Guide-Guard: Off-Target Predicting in CRISPR Applications
Joseph Bingham, Netanel Arussy, Saman Zonouz
TL;DR
The paper addresses off-target safety in CRISPR-Cas13 workflows by introducing Guide-Guard, a convolutional neural network that classifies gRNA safety across multiple genes. It develops a data-preparation pipeline with 46 encoded nucleotides (23 guide, 23 target) and an 8-class labeling scheme, and designs a CNN architecture that achieves an overall accuracy of $84\%$ and an area under the ROC curve of $0.839$ with fast inference ($0.00055$ s per input) under 20-fold cross-validation.
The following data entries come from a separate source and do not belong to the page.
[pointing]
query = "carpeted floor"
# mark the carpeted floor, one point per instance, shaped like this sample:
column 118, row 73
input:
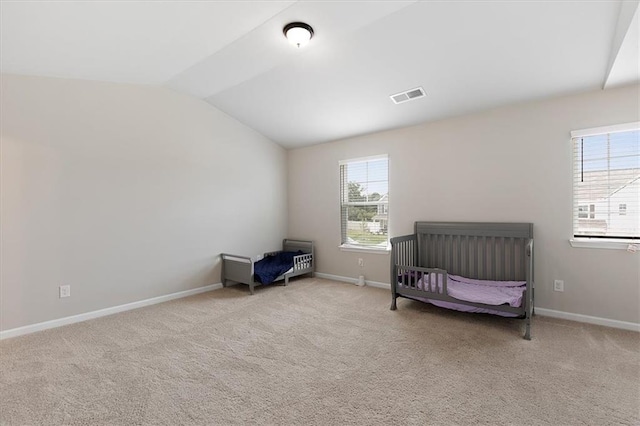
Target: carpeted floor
column 318, row 352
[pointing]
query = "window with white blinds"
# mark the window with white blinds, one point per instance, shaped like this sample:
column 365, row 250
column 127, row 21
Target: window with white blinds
column 364, row 202
column 606, row 182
Key findings show that mismatch position, particularly at nucleotide $18$, and nucleotide replacements (notably G/C) strongly influence binding, and that weighting these features improves performance by up to $3.8\%$. The work emphasizes cyberbiosecurity implications, arguing that pre-use screening with Guide-Guard can mitigate risks from malicious or erroneous gRNA sequences, enabling safer, automated CRISPR workflows. The contribution lies in a practical, fast, multi-gene screening tool that can be integrated into gene-editing pipelines to reduce unsafe guides prior to synthesis or processing.
Abstract
With the introduction of cyber-physical genome sequencing and editing technologies, such as CRISPR, researchers can more easily access tools to investigate and create remedies for a variety of topics in genetics and health science (e.g. agriculture and medicine). As the field advances and grows, new concerns present themselves in the ability to predict the off-target behavior. In this work, we explore the underlying biological and chemical model from a data driven perspective. Additionally, we present a machine learning based solution named \textit{Guide-Guard} to predict the behavior of the system given a gRNA in the CRISPR gene-editing process with 84\% accuracy. This solution is able to be trained on multiple different genes at the same time while retaining accuracy.